I felt like I was watching– or rather, hearing, as the show celebrated the audial life of the radio–  an alchemist giving out his “secret”  recipes for turning lead into gold.  Open secrets: everyone can hear them, but only a few can use them. Storytelling, he said, is a semiotic pattern. One thing happens, then another thing happens, then another thing– an Ariadne’s thread out of the labyrinth– and it doesn’t matter a bit what the story is or who’s telling it. At the end there’s a bump, a pause, and a moral.   The elements of the story are the abstract bones.  If the substructure is strong, any story propels us into the other world.  Anyone and anything might work in these stories.  And you can tell thousands of them, like ScheherazadeOr Ira Glass.

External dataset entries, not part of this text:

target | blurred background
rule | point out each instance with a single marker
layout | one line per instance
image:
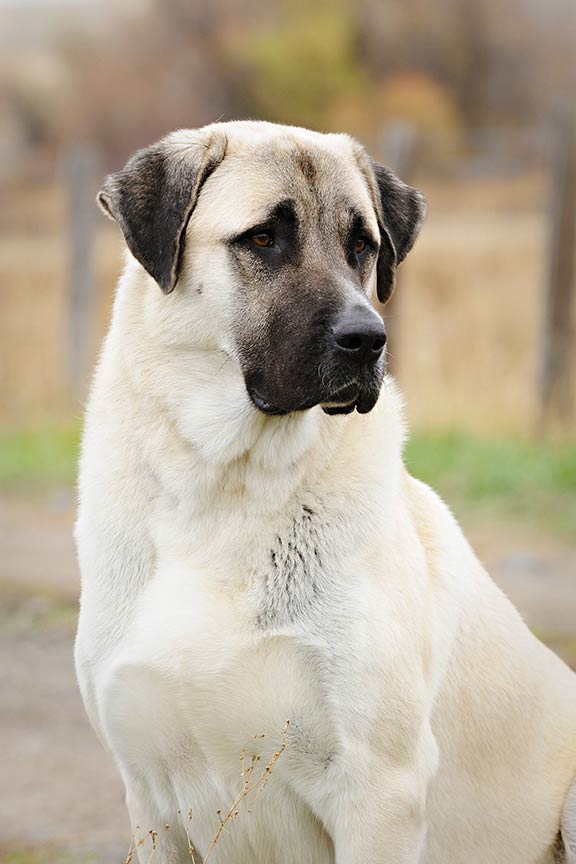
(470, 100)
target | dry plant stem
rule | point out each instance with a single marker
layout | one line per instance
(248, 787)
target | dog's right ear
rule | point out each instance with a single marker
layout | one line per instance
(153, 197)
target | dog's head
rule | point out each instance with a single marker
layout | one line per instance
(275, 238)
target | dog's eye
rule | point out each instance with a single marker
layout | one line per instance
(262, 239)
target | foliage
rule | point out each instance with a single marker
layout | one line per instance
(299, 67)
(42, 456)
(533, 481)
(528, 480)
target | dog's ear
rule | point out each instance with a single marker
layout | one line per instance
(153, 197)
(401, 211)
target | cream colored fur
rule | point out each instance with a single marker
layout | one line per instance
(428, 725)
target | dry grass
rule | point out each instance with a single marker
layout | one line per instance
(252, 785)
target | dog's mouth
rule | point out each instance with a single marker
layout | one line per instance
(267, 407)
(346, 398)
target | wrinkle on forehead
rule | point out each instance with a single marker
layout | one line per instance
(325, 184)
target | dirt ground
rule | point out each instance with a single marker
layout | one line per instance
(60, 798)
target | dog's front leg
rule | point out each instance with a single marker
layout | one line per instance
(381, 817)
(385, 831)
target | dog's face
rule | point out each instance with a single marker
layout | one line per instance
(280, 235)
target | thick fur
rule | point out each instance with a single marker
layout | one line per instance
(241, 570)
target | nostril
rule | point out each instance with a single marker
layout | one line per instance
(350, 341)
(378, 343)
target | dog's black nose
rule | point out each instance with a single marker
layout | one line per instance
(359, 333)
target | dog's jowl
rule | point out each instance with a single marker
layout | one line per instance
(285, 640)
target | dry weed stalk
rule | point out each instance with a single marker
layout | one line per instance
(249, 785)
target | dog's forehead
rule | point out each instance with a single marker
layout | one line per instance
(261, 168)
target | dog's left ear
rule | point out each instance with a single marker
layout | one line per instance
(401, 212)
(153, 197)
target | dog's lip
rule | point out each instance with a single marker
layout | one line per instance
(264, 406)
(342, 397)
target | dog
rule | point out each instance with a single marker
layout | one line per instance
(285, 641)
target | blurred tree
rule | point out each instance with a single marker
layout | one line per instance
(298, 67)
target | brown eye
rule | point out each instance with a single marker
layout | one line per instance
(262, 239)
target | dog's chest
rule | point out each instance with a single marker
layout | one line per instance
(228, 665)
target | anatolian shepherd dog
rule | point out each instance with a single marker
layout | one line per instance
(253, 550)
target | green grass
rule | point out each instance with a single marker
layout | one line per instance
(487, 477)
(532, 482)
(43, 456)
(47, 856)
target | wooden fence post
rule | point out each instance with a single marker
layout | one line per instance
(80, 171)
(399, 147)
(556, 387)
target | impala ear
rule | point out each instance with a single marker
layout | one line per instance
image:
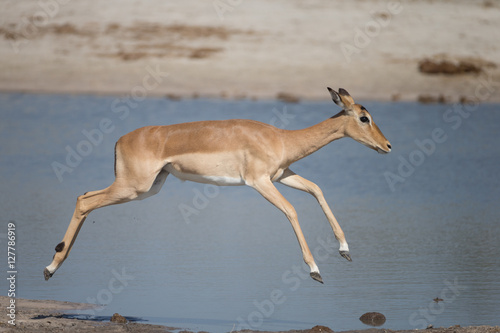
(346, 98)
(335, 97)
(342, 98)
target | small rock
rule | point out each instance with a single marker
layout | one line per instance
(117, 318)
(320, 329)
(372, 319)
(287, 97)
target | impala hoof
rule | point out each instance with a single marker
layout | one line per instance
(47, 274)
(346, 255)
(317, 277)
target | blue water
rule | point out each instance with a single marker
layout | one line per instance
(421, 222)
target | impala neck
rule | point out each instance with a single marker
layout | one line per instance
(308, 140)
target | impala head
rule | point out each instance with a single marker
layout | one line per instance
(359, 124)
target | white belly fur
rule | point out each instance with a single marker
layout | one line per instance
(206, 179)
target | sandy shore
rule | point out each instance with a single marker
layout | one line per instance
(46, 316)
(252, 49)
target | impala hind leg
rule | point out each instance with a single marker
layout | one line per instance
(119, 192)
(266, 188)
(293, 180)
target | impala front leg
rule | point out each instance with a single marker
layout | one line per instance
(289, 178)
(266, 188)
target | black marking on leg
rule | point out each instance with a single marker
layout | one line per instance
(60, 247)
(346, 255)
(47, 274)
(316, 276)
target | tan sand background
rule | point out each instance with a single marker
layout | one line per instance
(251, 48)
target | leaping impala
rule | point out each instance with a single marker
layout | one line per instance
(227, 152)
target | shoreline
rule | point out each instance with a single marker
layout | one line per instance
(256, 50)
(48, 315)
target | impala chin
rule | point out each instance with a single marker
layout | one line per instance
(381, 151)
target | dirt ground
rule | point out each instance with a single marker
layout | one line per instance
(430, 51)
(46, 316)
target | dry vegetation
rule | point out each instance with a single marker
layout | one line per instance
(140, 40)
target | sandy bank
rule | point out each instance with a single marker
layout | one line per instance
(46, 316)
(251, 49)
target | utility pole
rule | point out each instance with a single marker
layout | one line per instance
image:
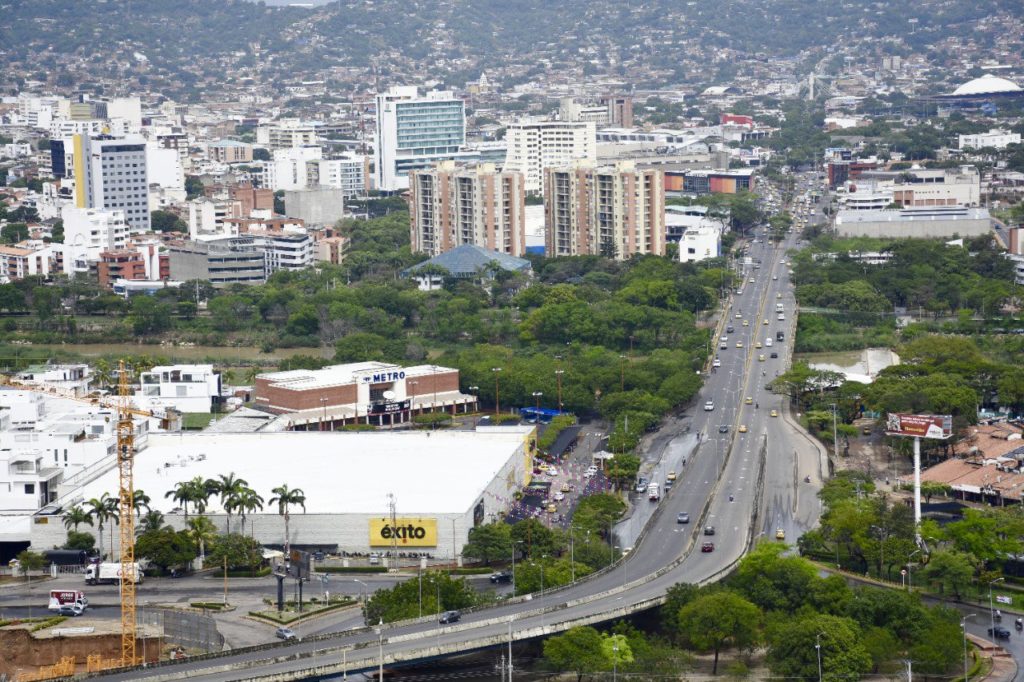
(835, 434)
(392, 504)
(498, 405)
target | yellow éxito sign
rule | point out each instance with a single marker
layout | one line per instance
(404, 533)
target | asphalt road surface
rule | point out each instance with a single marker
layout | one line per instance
(722, 465)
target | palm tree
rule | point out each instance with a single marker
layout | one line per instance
(203, 531)
(154, 520)
(201, 492)
(184, 493)
(285, 498)
(228, 487)
(139, 501)
(247, 501)
(101, 509)
(76, 516)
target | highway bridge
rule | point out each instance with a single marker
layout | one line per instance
(747, 482)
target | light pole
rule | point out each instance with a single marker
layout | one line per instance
(558, 377)
(380, 650)
(991, 611)
(817, 647)
(571, 552)
(964, 627)
(514, 543)
(510, 648)
(909, 570)
(413, 384)
(498, 403)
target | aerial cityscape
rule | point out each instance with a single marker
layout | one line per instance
(437, 339)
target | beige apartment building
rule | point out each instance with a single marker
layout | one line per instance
(616, 211)
(535, 145)
(453, 205)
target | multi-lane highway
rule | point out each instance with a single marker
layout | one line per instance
(743, 466)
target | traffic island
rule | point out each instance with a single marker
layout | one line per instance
(38, 647)
(291, 614)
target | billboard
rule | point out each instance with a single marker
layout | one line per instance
(403, 533)
(924, 426)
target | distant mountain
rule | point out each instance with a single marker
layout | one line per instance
(196, 46)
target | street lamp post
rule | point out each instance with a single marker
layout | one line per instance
(498, 403)
(964, 627)
(380, 650)
(909, 570)
(571, 552)
(514, 543)
(991, 611)
(558, 377)
(817, 647)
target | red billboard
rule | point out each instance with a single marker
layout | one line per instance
(922, 426)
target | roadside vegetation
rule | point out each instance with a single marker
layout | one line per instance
(771, 612)
(853, 305)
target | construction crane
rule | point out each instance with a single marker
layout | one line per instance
(126, 494)
(169, 418)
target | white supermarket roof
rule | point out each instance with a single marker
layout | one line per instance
(433, 472)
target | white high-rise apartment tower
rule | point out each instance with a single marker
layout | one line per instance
(415, 132)
(537, 145)
(111, 173)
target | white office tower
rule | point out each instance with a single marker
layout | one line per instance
(535, 145)
(114, 176)
(415, 132)
(88, 232)
(348, 173)
(290, 168)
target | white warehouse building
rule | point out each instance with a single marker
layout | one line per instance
(443, 484)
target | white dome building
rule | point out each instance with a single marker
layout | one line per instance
(987, 85)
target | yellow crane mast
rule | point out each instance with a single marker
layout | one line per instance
(126, 456)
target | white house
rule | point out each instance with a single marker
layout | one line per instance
(182, 387)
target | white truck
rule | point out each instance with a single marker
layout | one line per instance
(102, 573)
(73, 601)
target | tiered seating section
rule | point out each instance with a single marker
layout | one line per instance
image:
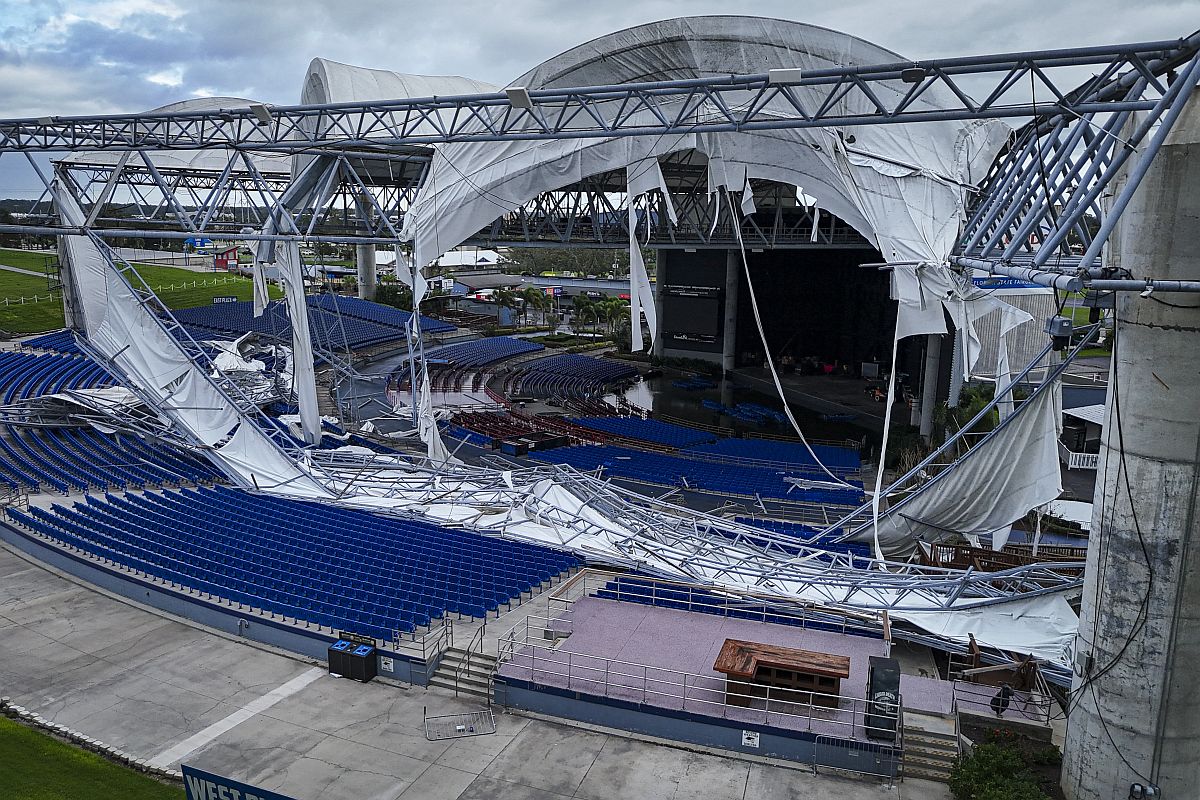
(634, 427)
(469, 359)
(633, 589)
(697, 474)
(24, 376)
(809, 536)
(567, 376)
(375, 312)
(480, 353)
(57, 342)
(361, 320)
(81, 458)
(785, 452)
(345, 570)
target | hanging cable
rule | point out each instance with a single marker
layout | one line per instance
(762, 338)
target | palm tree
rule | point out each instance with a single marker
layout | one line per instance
(504, 299)
(534, 299)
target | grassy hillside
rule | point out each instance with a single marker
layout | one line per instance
(36, 767)
(34, 318)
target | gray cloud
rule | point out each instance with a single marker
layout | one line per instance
(87, 56)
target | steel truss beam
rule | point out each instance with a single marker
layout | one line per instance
(1042, 214)
(670, 107)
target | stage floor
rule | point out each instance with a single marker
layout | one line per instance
(664, 657)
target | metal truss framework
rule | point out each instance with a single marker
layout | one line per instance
(671, 541)
(1037, 215)
(1037, 209)
(713, 104)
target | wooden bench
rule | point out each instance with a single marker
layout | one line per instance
(793, 675)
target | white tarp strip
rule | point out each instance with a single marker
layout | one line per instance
(1013, 318)
(547, 512)
(899, 185)
(304, 370)
(991, 487)
(641, 294)
(642, 178)
(141, 350)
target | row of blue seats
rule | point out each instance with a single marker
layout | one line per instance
(55, 342)
(327, 329)
(24, 376)
(696, 474)
(375, 312)
(634, 427)
(652, 593)
(319, 564)
(480, 353)
(570, 374)
(789, 452)
(84, 458)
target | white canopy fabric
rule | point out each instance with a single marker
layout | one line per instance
(214, 160)
(138, 348)
(898, 185)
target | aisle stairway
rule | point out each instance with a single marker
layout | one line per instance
(930, 746)
(477, 683)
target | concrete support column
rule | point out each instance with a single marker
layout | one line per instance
(730, 329)
(1135, 715)
(365, 259)
(929, 385)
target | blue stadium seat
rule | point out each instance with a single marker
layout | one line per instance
(312, 563)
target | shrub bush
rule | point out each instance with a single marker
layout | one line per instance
(994, 773)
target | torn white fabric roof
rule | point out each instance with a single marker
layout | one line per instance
(898, 185)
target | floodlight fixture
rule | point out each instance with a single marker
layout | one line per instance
(519, 97)
(785, 77)
(262, 113)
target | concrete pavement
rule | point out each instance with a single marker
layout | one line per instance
(151, 685)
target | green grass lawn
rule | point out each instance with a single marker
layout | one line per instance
(35, 318)
(36, 767)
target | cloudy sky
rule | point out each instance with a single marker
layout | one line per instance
(84, 56)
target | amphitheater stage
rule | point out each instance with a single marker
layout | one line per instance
(825, 395)
(647, 660)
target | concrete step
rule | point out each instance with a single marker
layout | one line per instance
(928, 759)
(465, 686)
(917, 741)
(916, 771)
(478, 661)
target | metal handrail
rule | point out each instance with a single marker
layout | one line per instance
(587, 582)
(474, 645)
(1036, 707)
(685, 687)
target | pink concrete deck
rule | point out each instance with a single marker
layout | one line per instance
(664, 657)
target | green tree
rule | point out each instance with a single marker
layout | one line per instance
(395, 294)
(504, 299)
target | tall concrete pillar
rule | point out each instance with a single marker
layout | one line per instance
(730, 330)
(1135, 715)
(365, 259)
(929, 385)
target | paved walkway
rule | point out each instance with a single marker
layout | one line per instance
(165, 690)
(17, 269)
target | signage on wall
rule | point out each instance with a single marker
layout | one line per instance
(199, 785)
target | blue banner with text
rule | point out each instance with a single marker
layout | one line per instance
(205, 786)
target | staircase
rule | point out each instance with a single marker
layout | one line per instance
(453, 672)
(930, 746)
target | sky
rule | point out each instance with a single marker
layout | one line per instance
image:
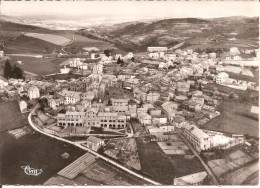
(131, 9)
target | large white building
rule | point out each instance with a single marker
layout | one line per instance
(33, 92)
(157, 49)
(221, 77)
(199, 139)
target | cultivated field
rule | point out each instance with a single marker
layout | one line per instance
(173, 148)
(54, 39)
(24, 44)
(37, 151)
(239, 70)
(8, 111)
(125, 151)
(232, 161)
(106, 174)
(39, 66)
(164, 167)
(243, 175)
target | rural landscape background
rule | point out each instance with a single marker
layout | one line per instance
(39, 45)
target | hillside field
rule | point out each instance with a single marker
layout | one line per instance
(40, 66)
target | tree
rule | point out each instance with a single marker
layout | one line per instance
(118, 60)
(17, 72)
(8, 70)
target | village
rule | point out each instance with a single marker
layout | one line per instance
(109, 103)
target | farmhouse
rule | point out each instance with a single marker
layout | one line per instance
(199, 139)
(94, 143)
(33, 92)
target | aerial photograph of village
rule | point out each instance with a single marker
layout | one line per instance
(129, 93)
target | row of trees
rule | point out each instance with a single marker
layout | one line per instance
(12, 71)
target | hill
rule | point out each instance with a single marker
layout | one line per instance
(207, 33)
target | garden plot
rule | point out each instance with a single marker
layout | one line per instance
(55, 39)
(125, 151)
(232, 161)
(238, 70)
(173, 148)
(241, 175)
(106, 174)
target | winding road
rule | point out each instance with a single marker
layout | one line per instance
(88, 150)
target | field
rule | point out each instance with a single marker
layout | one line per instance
(8, 111)
(106, 174)
(163, 168)
(232, 161)
(173, 148)
(247, 175)
(81, 42)
(238, 70)
(39, 66)
(38, 152)
(233, 119)
(55, 39)
(46, 120)
(24, 44)
(125, 151)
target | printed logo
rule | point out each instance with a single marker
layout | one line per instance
(31, 171)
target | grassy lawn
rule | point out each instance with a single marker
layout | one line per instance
(11, 117)
(164, 168)
(233, 119)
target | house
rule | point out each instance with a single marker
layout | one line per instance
(2, 53)
(155, 112)
(71, 97)
(33, 92)
(94, 143)
(75, 63)
(144, 118)
(199, 139)
(132, 110)
(170, 57)
(212, 55)
(118, 56)
(23, 106)
(130, 82)
(111, 120)
(183, 87)
(221, 77)
(87, 95)
(3, 82)
(159, 119)
(53, 103)
(154, 55)
(65, 70)
(157, 49)
(192, 179)
(234, 50)
(119, 102)
(152, 97)
(139, 94)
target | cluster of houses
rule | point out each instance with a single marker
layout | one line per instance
(165, 95)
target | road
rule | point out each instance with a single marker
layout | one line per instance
(210, 173)
(26, 55)
(88, 150)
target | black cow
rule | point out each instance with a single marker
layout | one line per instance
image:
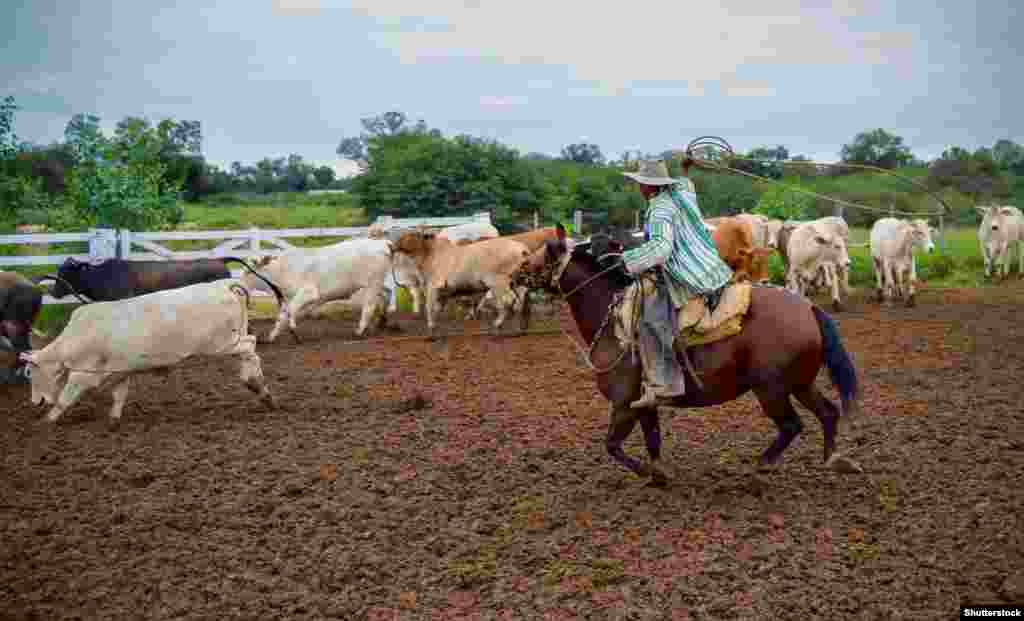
(119, 279)
(19, 304)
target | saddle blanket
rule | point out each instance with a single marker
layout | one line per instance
(695, 325)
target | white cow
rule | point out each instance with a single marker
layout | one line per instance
(1001, 228)
(105, 343)
(311, 277)
(810, 248)
(892, 243)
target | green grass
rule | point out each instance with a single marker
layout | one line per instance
(205, 217)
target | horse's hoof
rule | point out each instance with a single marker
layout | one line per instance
(767, 466)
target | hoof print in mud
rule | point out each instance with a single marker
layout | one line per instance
(844, 465)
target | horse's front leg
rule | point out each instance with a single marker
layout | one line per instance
(652, 439)
(622, 419)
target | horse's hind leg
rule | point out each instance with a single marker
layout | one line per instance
(652, 439)
(825, 410)
(778, 407)
(621, 423)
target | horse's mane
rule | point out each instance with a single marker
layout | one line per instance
(582, 254)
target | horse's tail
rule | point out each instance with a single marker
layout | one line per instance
(841, 369)
(276, 291)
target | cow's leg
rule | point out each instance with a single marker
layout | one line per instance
(503, 299)
(376, 299)
(300, 302)
(433, 299)
(911, 280)
(832, 280)
(524, 309)
(845, 273)
(120, 394)
(77, 385)
(251, 370)
(880, 278)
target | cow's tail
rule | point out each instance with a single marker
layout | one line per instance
(841, 368)
(276, 291)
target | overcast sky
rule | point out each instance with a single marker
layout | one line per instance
(273, 77)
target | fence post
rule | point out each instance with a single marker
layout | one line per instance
(254, 239)
(124, 244)
(103, 244)
(942, 234)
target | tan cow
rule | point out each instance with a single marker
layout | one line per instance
(734, 242)
(453, 270)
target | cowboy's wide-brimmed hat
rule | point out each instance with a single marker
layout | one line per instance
(652, 172)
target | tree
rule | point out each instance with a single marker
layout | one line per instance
(975, 174)
(780, 202)
(388, 124)
(120, 183)
(584, 153)
(8, 140)
(877, 148)
(325, 176)
(1008, 154)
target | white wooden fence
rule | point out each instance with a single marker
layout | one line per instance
(109, 243)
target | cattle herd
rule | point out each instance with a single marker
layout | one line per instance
(146, 315)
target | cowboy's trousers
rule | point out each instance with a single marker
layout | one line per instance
(657, 332)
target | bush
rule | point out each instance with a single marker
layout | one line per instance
(779, 202)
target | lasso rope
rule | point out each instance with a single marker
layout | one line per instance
(721, 145)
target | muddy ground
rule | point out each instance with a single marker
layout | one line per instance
(410, 480)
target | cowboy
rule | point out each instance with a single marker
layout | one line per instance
(683, 259)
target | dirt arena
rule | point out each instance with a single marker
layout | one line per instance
(468, 480)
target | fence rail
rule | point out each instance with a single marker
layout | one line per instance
(247, 243)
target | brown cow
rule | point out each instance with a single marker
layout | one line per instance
(452, 270)
(734, 241)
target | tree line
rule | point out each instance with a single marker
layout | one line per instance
(137, 176)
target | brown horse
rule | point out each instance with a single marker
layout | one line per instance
(784, 342)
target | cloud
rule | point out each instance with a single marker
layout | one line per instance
(502, 101)
(748, 89)
(297, 7)
(500, 124)
(717, 39)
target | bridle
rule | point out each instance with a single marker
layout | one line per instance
(556, 279)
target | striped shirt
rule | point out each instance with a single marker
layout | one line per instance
(678, 241)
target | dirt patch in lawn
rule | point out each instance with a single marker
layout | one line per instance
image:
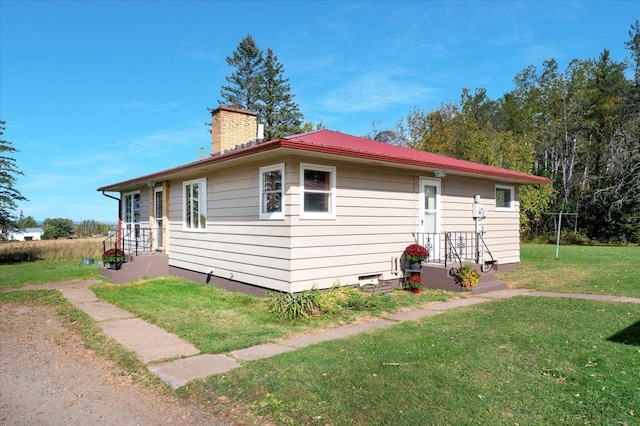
(47, 376)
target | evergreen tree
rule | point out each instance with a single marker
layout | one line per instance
(9, 195)
(280, 114)
(258, 84)
(244, 89)
(26, 222)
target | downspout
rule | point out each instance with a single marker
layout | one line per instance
(119, 226)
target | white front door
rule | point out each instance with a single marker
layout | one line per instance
(131, 219)
(430, 212)
(158, 210)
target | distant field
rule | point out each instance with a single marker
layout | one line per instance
(61, 249)
(40, 262)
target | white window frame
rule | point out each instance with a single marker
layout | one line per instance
(276, 215)
(202, 204)
(510, 207)
(331, 214)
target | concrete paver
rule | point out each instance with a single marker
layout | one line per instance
(149, 341)
(414, 314)
(505, 294)
(181, 371)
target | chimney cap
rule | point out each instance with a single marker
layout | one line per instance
(233, 108)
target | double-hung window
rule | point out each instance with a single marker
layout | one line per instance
(195, 204)
(504, 198)
(318, 192)
(272, 192)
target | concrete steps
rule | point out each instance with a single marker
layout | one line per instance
(436, 276)
(136, 267)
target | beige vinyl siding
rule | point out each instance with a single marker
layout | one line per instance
(503, 236)
(377, 216)
(236, 244)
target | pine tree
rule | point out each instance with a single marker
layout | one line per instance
(258, 84)
(280, 114)
(244, 89)
(9, 196)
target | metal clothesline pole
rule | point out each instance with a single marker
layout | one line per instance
(559, 226)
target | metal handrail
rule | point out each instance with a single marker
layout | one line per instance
(134, 242)
(454, 247)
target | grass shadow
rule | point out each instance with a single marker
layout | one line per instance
(628, 336)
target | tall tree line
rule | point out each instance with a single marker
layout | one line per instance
(579, 126)
(10, 196)
(258, 85)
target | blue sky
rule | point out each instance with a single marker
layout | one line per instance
(97, 92)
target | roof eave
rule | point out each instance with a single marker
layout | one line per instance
(189, 168)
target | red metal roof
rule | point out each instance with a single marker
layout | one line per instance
(339, 143)
(336, 143)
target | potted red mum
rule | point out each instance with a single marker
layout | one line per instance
(415, 254)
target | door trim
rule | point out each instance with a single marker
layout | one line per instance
(435, 247)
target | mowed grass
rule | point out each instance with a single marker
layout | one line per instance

This reminded me of abstract painting.  We move away from the subject, and into bones of pure visual  action.  The structure of the painting carries us along even without subject matter or explanation.  First one painting element happens, then another, then another….  it’s fashionable to avoid the word “narrative” with abstract or non-objective painting.  But there’s a story embedded in every piece, if we know how to read it.  The composition rocks and rockets us toward meaning.  

Glass paced the stage, IPAD in hand glowing like magic tablet of a new Moses, as he expounded on the world’s oldest art form, storytelling. In the story of the painting Salamander Winter, you may find Scott building salamander “houses” in our back yard.  We lay down boards on the damp winter ground on purpose to be salamander homes.  You can find two kinds of California salamanders in our yard, little wormlike Slender Salamanders and classically newty Arboreals.  We encourage them to raise their tiny, slimy, cute babies there, and we lift the  check their progress.  We identified them through this wonderful site, Identifying California Salamanders.

I'm Branka's painting now

My Ariadne’s thread is tangling here, so I have to quit. The Open Studios went well. Paintings bumped their way to new homes:  I’ve posted one here.  My thanks to all who visited and to my collectors.  The semiotic form of the blog requires that I ask you a question or two, to encourage socializing.  So I have some:  did you like my studio? huh? huh?  and, hey, did I invent the worst blog title ever, or not?  And the moral: Know Thy Salamanders.  Do you?

Mythic News:  Theseus dumped Ariadne after she saved his sorry self from the Minotaur, but a god (Dionysius)  ended up marrying her, so it all worked out.  She traded up.   The Alchemical Salamanders in my painting go through fire unscathed, faith enduring after earthly passions smolder.

Studio news:  the Open Studios were successful.  The Barracks Artists, in the old Finley Barracks in Santa Rosa, are emerging from the mist.  Guerilla artists in the mist.  Come visit me by appointment.

3 thoughts on “Ira Glass, Semiotics, Studios, and Salamanders

  1. Well I suppose it’s my fault I wasn’t there to score the fabulous aqua painting, but I’ll definitely come back by appointment. And semiotic will be one of my favorite new words. Years ago I took a workshop in storytelling and used to go to the annual Storytelling Festival in the bay area. Maybe we can go some time.